From Powells.com
Our booksellers' favorite books of the year!
Hot new releases and under-the-radar gems for adults and kids.
Staff Pick
Blackouts, the long-awaited second book from Justin Torres, uses words and images to attempt to recover and illuminate stories of queer people living in the 20th century. Blackouts doesn't give its secrets away easily, or for free. Torres demands your time and focus, and earns your respect and awe. This is an experimental and moving book, sure to be read and reread in the years to come. Recommended By Adam P., Powells.com
Synopses & Reviews
From the bestselling author of We the Animals, Blackouts mines lost histories — personal and collective.
Out in the desert in a place called the Palace, a young man tends to a dying soul, someone he once knew briefly, but who has haunted the edges of his life. Juan Gay — playful raconteur, child lost and found and lost, guardian of the institutionalized — has a project to pass along to this new narrator. It is inspired by a true artifact of a book, Sex Variants: A Study in Homosexual Patterns, which contains stories collected in the early twentieth century from queer subjects by a queer researcher, Jan Gay, whose groundbreaking work was then co-opted by a committee, her name buried. As Juan waits for his end, he and the narrator trade stories — moments of joy and oblivion — and resurrect lost loves, lives, mothers, fathers, minor heroes. The past is with us, beside us, ahead of us; what are we to create from its gaps and erasures?
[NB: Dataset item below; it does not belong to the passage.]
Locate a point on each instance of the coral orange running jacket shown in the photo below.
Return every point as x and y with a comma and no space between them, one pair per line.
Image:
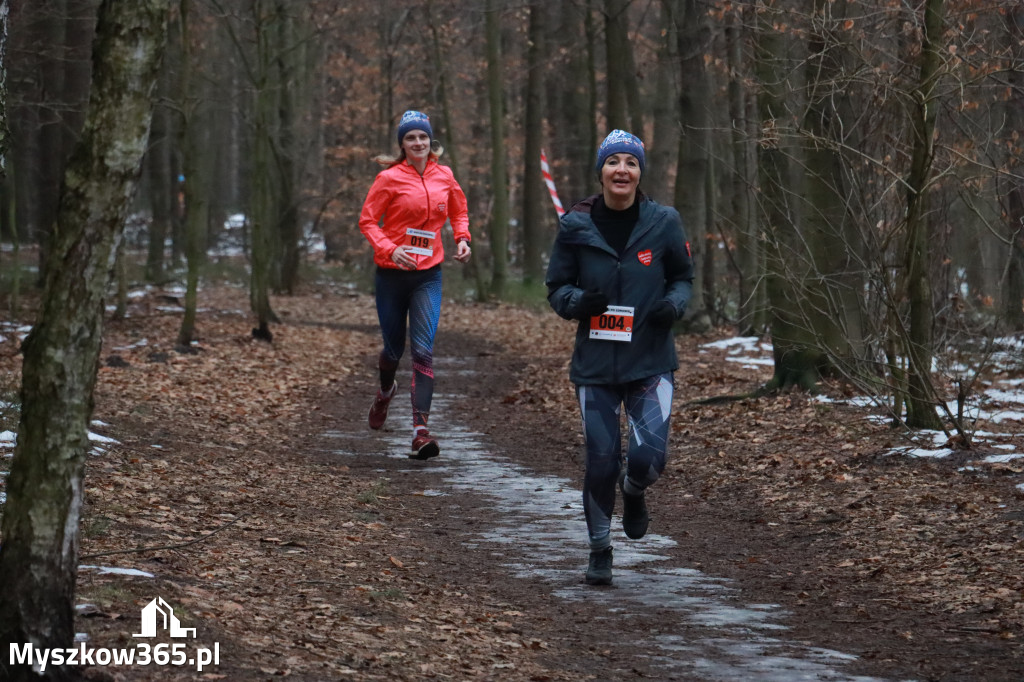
403,208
Inspired by Kiss of the Spider Woman, Pedro Páramo, Voodoo Macbeth, the book at its own center and the woman who created it, oral histories, and many more texts, images, and influences, Justin Torres's Blackouts is a work of fiction that sees through the inventions of history and narrative. An extraordinary work of creative imagination, it insists that we look long and steady at the world we have inherited and the world we have made — a world full of ghostly shadows and flashing moments of truth.
Review
"Blackouts is unequivocally brilliant, bold, and structurally inventive. Like its absorbing narrator, who tells stories to keep his friend alive, Justin Torres has written a shamelessly vital novel that reminds us all not to give up on ourselves, on one another, or on our stories." Angie Cruz, author of How Not to Drown in a Glass of Water
Review
"Blackouts gives me what I read fiction for, what I read for at all — the sense of a brilliant mind creating a puzzle in the air in front of me, all intelligence and surprises. Ambitious, disarming, full of a kind of daring that winks as it passes — as if David Wojnarowicz rewrote Nabokov's Pale Fire and then left it for years in an abandoned building, just for you." Alexander Chee, author of How to Write an Autobiographical Novel
Review
"Erotic and beguiling, Blackouts prowls the negative spaces that surround our identities, our memories, and our desires, inviting us to think about erasure and collage not just as literary techniques, but as psychological processes, and even as radical acts of cultural and sexual reframing. An intelligent, loving, and genuinely subversive work." Eleanor Catton, author of Birnam Wood
About the Author
Justin Torres is the author of We the Animals, which won the VCU Cabell First Novelist Award, was translated into fifteen languages, and was adapted into a feature film. He was named a National Book Foundation "5 Under 35," a Wallace Stegner Fellow at Stanford University, a fellow at the Radcliffe Institute for Advanced Study at Harvard University, and a Cullman Center Fellow at the New York Public Library. His short fiction has appeared in The New Yorker, Harper's, Granta, Tin House, and The Washington Post. He lives in Los Angeles, and teaches at UCLA.